Thursday, April 19, 2012

Shift

A few months ago I came across a passage from a book written by a Brazilian writer talking about ignorance in a very fresh way.  
Unfortunately, the title of said book wasn't given by the person who recited it (an actor), and even though I looked for it it was nowhere online. 

So... I'll post my next favourite from her.  I like the idea contained in the quotation I couldn't find, which turns ignorance on its head, seeing the potential in it. (From memory, it is something like "knowledge is always limited; not knowing is limitless."  
How many of us can honestly claim to not have wished for the opportunity to read a book, listen to a piece of music, or see a film or painting, all over again, for the first time?  Only ignorance makes the first time possible. 

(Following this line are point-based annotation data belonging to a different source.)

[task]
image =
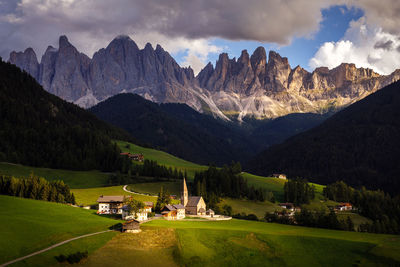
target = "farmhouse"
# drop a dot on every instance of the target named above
(288, 206)
(140, 216)
(148, 206)
(279, 175)
(110, 204)
(194, 205)
(173, 212)
(132, 226)
(135, 157)
(344, 207)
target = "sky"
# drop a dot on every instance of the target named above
(310, 33)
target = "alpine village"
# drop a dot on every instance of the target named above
(199, 133)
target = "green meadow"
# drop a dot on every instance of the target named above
(75, 179)
(247, 243)
(89, 196)
(174, 188)
(28, 225)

“I do not know much. But there are certain advantages in not knowing. Like virgin territory, the mind is free of preconceptions. Everything I do not know forms the greater part of me: This is my largesse. And with this I understand everything. The things I do not know constitute my truth.” 
Clarice Lispector

There is a certain, specific kind of liberation in the act of shifting one's perception or body in order to look at the same thing and see something new.

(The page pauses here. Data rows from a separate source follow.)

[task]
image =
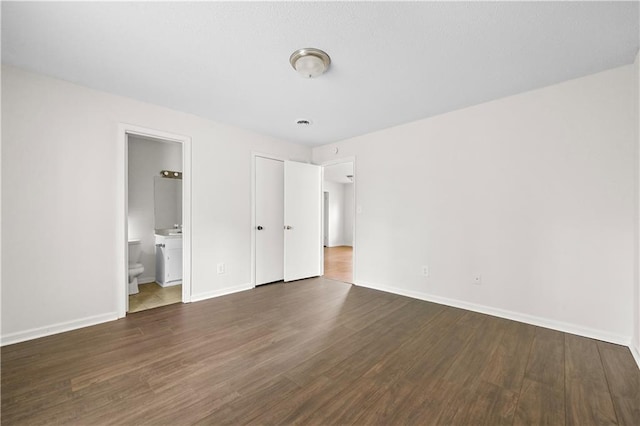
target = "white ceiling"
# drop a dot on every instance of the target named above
(338, 172)
(392, 62)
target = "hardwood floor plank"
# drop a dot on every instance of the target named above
(623, 378)
(540, 404)
(587, 393)
(338, 263)
(506, 366)
(542, 396)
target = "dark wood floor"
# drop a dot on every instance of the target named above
(317, 352)
(338, 263)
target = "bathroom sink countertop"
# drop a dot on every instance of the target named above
(169, 233)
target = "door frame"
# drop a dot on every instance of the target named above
(349, 159)
(255, 154)
(122, 199)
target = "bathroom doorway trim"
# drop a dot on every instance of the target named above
(124, 130)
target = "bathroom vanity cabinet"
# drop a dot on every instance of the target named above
(168, 260)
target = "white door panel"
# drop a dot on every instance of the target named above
(302, 220)
(269, 210)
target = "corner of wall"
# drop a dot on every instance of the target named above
(635, 345)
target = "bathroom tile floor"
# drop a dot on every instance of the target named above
(152, 295)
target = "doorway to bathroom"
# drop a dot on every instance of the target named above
(157, 220)
(339, 220)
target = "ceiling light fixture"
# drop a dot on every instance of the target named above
(310, 62)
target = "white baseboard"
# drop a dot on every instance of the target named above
(636, 354)
(511, 315)
(223, 292)
(170, 284)
(34, 333)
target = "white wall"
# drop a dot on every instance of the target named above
(349, 209)
(534, 192)
(59, 198)
(146, 159)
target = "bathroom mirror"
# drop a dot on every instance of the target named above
(167, 202)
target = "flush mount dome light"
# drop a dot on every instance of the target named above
(310, 62)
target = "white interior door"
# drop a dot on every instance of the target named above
(269, 210)
(302, 220)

The idea that prejudice comer from ignorance makes the ears of reason perk up in alert suspicion.  I think this idea is incomplete. It's maimed or badly articulated.  To me, prejudice comes not from ignorance, but from incomplete knowledge of a certain thing; it comes from failure to dig deep enough, or failure to understand. Not understanding and not knowing are two different concepts to me.  There are many things one can know about or of, and yet not understand, not grasp the core of what makes the thing itself.